The Mouse Trap staged in October last year in particular had audiences riveted quite like its beloved English original by Agatha Christie that since its debut in London in 1952 has become the longest running play in history.
Saakaar's latest offering; Khoob Milayi Jodi follows this line of talented stage craft and is being performed in Atlanta over a period of two weeks at several convenient metro locations.
This latest play, directed by one of the founders of Saakaar, Anurag Misraraj is a departure from the last performance in that it is based on Brandon Thomas' timeless classic, Charlie's Aunt, a comedy of human imperfections, quirks and love's labors translated and adapted voraciously by theater lovers the world over.
This particular rendition balances itself on not just dramatic contrivances and finely orchestrated performances but also on its clever adaptation to contemporary urban Indian setting (more specifically Mumbai).
Replete with vada pao nuances, Khoob Milayi Jodi, scripted in three acts takes a ring side view on the path of love being convoluted, confusing and endearing for that very reason.
Pairs of lovers walk onto the stage in order to work out the problems of their hearts but end up working up a rip-roaring mess of sorts.
Also, the play, pegged as one that will cater to the young and the young at heart does just that. Audiences were continually entertained by odd couplings and funny transformations.
Of special note were performances essayed by Sunny Sachdeva, Amitabh Sharma, Gaurav Bakshi, Anurag Misraraj and most significantly, Anurag Goel.
Supported by an able cast, Goel surpassed expectations as he meandered hilariously from being 'Babloo' to becoming 'Manu ki Mausi'.
Costumes and make-up could have been better though, and the chemistry between some on-stage couples was feeble.
Besides that, the palpable syntax of each scene, complimented by good stage and sound management made the performance a merry affair.
The cast and crew for Khoob Milayi Jodi has, for the past four months trapezed between their work, personal and social lives and their commitment to the production.
Most members of the group are either native to Atlanta or full-time professionals based here.
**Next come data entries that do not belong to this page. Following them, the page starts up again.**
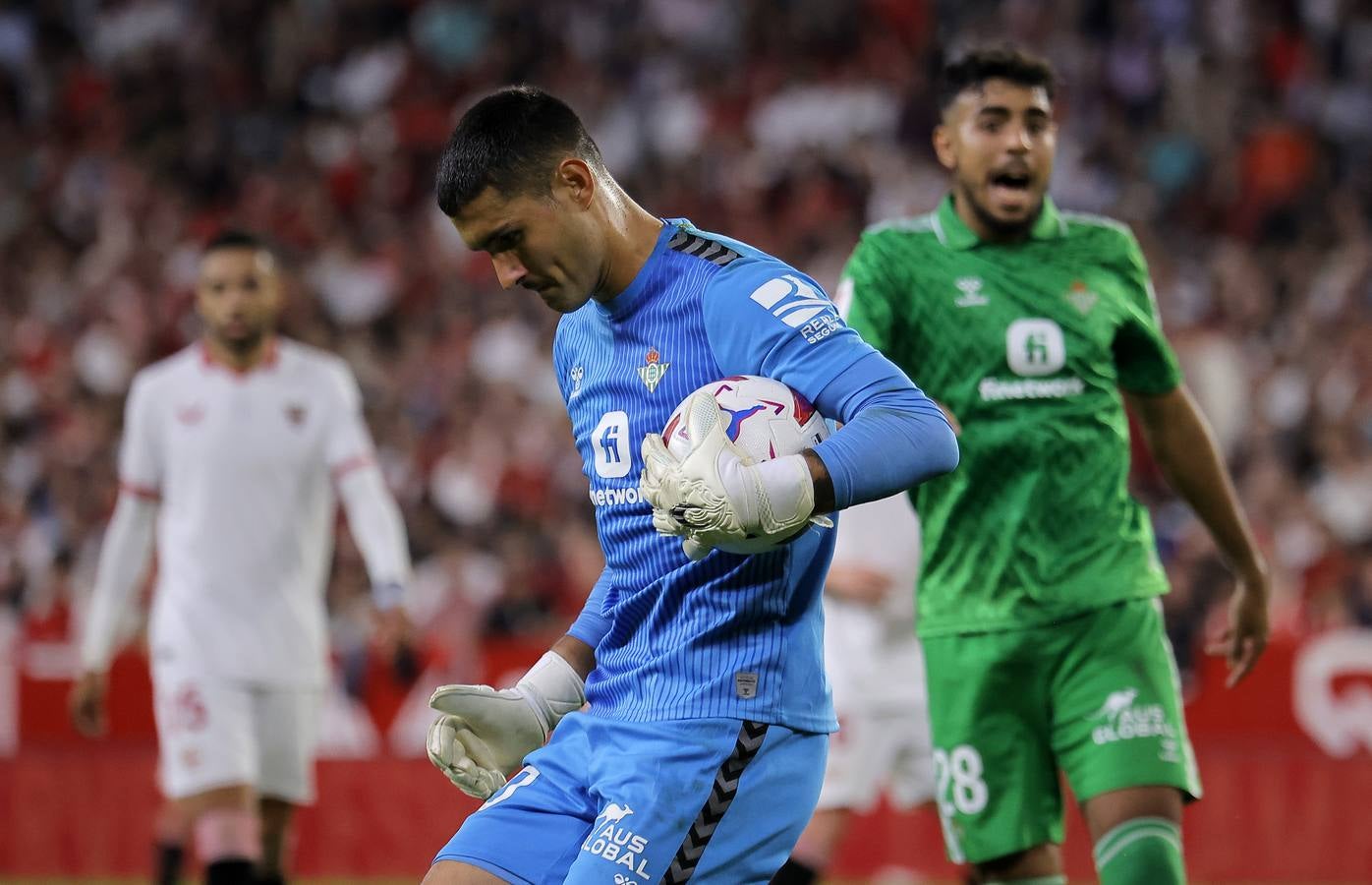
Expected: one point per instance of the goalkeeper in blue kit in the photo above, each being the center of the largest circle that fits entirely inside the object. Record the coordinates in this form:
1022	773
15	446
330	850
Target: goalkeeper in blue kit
702	753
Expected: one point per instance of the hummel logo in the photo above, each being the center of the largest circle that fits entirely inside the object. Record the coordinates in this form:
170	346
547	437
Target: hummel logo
972	297
792	299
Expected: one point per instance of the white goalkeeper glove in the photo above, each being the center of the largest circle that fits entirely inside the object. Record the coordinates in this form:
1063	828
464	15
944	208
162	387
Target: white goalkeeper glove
716	496
486	735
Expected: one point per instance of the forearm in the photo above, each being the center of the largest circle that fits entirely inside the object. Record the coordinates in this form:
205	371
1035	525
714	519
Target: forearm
124	560
1190	458
578	653
378	531
894	441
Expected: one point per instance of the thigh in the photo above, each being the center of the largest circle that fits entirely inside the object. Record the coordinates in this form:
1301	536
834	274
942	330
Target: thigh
911	778
1117	705
859	755
286	729
709	800
997	781
204	733
534	826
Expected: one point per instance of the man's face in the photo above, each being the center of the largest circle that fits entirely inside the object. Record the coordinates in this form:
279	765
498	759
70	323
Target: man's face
544	243
238	297
999	141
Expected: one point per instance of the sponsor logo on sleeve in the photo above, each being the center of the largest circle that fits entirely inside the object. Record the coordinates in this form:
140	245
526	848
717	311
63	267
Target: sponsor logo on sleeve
800	306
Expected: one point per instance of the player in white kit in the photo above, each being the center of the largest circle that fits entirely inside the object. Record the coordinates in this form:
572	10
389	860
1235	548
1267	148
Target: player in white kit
235	454
877	674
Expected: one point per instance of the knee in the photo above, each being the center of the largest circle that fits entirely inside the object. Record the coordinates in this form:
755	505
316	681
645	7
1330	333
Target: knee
1108	811
228	832
1038	861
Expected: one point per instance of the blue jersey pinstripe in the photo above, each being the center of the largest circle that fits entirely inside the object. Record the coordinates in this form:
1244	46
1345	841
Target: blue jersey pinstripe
730	635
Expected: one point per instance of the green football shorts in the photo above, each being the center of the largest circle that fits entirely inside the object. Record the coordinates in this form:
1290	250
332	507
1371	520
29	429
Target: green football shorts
1097	696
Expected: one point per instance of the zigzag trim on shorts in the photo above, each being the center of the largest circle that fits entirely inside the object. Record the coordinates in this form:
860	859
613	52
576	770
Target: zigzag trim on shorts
726	787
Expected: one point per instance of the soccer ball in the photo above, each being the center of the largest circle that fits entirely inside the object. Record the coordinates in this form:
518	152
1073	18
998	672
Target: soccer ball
766	420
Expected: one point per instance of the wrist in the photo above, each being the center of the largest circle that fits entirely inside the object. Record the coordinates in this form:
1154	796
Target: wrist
551	687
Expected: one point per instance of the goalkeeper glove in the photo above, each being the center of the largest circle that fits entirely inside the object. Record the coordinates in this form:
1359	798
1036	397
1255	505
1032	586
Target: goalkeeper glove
486	733
716	496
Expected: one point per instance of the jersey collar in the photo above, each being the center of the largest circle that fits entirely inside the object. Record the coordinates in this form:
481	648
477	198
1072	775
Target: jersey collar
622	304
956	235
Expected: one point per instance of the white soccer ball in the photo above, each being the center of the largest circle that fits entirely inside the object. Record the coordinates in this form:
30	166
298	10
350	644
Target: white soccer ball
766	420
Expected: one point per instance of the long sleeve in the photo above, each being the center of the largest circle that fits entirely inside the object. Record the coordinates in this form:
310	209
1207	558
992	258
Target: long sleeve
765	319
592	624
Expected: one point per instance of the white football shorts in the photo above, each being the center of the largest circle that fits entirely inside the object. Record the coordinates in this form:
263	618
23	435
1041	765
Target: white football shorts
215	732
880	749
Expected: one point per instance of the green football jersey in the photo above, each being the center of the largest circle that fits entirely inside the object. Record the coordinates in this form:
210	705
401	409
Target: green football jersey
1028	346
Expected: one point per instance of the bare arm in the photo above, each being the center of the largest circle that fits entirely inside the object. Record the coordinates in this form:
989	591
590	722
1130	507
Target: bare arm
124	561
581	656
1184	448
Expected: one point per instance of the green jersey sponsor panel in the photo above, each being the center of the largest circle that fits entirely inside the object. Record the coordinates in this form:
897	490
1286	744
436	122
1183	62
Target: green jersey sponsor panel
1028	346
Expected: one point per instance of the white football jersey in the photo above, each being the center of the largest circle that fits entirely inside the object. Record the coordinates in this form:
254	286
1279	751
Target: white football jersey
245	467
872	655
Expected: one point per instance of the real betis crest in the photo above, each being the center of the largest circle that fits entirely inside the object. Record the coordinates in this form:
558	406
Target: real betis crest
654	372
1081	298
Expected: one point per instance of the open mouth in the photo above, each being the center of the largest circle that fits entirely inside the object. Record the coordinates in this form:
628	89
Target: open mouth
1011	180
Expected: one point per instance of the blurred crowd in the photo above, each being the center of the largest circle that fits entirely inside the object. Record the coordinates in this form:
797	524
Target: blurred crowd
1233	138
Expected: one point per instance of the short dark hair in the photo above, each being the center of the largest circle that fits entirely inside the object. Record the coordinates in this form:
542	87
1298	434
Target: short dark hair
511	141
1003	62
236	238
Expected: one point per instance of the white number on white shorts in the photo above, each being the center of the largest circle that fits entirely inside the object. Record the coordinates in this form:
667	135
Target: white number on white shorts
527	776
960	770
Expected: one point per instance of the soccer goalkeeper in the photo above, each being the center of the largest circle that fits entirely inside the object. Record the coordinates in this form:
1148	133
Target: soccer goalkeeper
703	749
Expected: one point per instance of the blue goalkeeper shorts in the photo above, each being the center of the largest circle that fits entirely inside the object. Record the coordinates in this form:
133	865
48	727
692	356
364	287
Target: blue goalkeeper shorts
707	800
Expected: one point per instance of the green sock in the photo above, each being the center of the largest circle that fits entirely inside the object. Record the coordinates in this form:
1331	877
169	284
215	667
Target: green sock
1143	851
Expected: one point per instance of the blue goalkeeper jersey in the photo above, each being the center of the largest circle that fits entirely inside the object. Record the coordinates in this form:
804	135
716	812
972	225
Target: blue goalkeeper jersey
728	635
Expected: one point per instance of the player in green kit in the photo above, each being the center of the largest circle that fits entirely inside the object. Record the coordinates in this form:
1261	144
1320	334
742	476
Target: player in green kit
1038	600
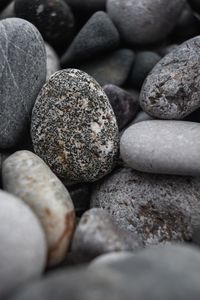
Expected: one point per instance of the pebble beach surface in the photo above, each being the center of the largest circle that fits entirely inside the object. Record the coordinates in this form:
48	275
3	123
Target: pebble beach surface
100	149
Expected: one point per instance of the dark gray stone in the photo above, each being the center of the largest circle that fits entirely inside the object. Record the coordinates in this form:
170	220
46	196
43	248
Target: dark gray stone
158	208
22	72
96	234
172	89
144	21
74	128
111	69
97	35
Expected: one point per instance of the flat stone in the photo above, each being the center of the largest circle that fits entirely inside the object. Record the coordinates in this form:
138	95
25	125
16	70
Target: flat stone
23	245
158	208
28	177
143	22
172	89
22	72
97	36
162	147
96	234
74	128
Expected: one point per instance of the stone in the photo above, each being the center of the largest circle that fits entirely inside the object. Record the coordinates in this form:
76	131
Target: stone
144	22
23	245
23	72
97	234
162	147
54	19
74	129
158	208
145	61
28	177
124	104
171	91
97	36
53	62
113	68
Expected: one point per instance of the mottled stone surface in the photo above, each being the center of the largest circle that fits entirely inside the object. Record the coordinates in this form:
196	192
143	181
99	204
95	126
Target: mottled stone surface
74	128
172	89
124	104
97	36
113	68
144	21
158	208
28	177
22	73
23	245
162	147
53	61
96	234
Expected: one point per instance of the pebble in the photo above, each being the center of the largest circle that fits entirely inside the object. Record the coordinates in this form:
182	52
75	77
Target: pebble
158	208
23	72
74	128
113	68
53	61
171	91
124	104
162	147
28	177
97	36
145	61
23	244
144	22
96	234
54	19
Their zeal and dedication to the cause of the performing arts assumes laudable proportions in this regard.
Little wonder that Saakaar has been able to garner tremendous audience support as also sponsors as Global Mall and Nritya Natya Kala Bharti.
The romantic comedy in Hindi is reasonably priced at $20 and $10 per admission and spaced out as it is on consecutive weekends; at Emory University, Decatur on April 22 & April 23 2006, 7 pm, Hindu Temple of Atlanta, Riverdale on April 30, 2006, 4.30 pm and Berkmar High school Auditorium, Lilburn on May 6 2006, 7 pm & May 7 2006, 4 pm, drama enthusiasts are provided ample opportunities to partake of the experience as per their convenience.
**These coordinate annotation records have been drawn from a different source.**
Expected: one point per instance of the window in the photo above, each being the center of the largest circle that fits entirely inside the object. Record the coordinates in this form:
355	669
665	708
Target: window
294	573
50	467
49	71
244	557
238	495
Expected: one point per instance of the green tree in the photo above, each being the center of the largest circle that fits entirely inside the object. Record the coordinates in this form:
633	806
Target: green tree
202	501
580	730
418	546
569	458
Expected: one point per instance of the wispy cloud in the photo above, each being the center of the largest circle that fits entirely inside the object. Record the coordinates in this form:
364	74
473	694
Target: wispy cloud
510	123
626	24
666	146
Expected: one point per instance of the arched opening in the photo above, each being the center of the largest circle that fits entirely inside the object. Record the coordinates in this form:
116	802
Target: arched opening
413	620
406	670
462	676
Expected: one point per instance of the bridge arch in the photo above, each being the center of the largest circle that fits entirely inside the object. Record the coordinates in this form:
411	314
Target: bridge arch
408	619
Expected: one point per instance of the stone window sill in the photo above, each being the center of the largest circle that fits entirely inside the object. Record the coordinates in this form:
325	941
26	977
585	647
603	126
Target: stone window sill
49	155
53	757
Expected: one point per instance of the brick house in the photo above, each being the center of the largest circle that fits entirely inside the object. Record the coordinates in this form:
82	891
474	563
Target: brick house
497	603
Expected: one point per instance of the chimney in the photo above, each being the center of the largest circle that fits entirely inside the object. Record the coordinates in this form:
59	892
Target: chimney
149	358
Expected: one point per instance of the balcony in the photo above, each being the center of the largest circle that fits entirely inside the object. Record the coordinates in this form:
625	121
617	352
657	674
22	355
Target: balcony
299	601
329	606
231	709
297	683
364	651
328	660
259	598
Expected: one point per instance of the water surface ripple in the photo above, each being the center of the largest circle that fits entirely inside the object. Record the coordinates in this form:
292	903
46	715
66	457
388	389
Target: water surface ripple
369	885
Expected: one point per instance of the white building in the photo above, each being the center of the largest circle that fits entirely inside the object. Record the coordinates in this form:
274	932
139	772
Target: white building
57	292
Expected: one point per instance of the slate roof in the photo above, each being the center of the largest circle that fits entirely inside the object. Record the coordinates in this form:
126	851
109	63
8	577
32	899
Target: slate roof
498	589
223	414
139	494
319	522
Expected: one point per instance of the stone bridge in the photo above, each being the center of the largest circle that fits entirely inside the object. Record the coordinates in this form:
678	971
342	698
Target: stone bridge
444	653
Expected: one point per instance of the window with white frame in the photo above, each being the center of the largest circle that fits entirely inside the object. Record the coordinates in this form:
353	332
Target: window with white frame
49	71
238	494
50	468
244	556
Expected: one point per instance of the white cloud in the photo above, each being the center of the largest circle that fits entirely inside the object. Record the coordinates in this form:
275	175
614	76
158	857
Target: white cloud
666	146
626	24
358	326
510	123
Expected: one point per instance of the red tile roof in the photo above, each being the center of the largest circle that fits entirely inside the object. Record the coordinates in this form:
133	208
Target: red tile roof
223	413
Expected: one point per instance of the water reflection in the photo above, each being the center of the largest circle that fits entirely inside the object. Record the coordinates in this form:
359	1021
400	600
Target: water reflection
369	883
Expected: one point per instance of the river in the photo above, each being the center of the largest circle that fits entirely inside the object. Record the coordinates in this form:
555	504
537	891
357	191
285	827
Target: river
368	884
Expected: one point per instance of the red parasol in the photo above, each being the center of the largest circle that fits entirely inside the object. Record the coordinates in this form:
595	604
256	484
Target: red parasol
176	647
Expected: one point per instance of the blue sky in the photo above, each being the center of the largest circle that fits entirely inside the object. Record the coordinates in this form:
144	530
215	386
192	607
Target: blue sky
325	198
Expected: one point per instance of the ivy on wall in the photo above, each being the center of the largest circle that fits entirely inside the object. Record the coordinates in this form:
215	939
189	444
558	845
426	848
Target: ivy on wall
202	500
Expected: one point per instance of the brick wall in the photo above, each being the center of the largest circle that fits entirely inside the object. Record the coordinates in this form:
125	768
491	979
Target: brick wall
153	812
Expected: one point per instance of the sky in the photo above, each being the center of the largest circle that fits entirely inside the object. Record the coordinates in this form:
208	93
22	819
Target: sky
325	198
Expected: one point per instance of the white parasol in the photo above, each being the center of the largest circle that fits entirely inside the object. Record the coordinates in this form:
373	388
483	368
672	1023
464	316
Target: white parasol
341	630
Saakaar's endeavour to bring to the fore wholesome entertainment to Atlanta's Indian population has been well received primarily because of the quality of production as also time and effort that each member has invested.
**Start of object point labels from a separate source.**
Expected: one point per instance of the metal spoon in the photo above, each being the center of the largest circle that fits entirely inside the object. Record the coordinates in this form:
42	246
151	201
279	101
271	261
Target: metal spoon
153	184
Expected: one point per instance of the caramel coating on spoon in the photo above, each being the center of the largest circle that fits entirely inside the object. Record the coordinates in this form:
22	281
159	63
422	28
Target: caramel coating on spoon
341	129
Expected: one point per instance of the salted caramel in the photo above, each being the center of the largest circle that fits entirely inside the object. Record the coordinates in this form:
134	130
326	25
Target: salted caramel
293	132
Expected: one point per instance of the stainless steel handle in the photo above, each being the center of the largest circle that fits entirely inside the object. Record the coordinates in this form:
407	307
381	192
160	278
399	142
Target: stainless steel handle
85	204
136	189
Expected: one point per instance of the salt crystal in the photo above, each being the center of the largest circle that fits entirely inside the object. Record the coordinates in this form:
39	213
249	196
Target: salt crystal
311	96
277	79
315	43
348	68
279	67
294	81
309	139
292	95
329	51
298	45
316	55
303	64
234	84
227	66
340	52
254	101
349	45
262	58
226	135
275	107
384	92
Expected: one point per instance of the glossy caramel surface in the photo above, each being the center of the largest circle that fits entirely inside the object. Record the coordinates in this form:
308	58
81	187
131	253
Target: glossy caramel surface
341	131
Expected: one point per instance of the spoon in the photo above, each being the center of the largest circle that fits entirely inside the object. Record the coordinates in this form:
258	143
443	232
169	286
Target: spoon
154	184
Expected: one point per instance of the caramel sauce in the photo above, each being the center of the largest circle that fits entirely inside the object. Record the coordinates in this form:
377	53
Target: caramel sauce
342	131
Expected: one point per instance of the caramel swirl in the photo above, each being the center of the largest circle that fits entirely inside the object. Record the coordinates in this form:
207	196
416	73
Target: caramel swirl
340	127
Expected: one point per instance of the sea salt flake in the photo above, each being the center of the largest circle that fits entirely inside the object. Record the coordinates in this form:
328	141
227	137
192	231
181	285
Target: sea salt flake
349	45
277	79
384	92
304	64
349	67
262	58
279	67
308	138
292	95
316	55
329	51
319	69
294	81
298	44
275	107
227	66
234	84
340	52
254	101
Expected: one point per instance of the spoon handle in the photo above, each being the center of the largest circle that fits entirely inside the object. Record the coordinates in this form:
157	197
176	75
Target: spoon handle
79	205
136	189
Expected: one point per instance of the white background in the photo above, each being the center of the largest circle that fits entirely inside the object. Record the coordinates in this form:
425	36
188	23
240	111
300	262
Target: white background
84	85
Avenues for creative expression that are in fact open to any art aficionado are rarely as successful as this.
Since the group presents performances in both Indian languages as well as English, it has been able to overcome defining barriers making way instead for a more inclusive approach to drama.
As for Khoob Milayi Jodi, theatre lovers would agree that briskly executed comedy requires more than just technique and talent.
The play transitioned seamlessly from the performers' stage to the audience sphere and in doing so came alive, regaling everyone alike.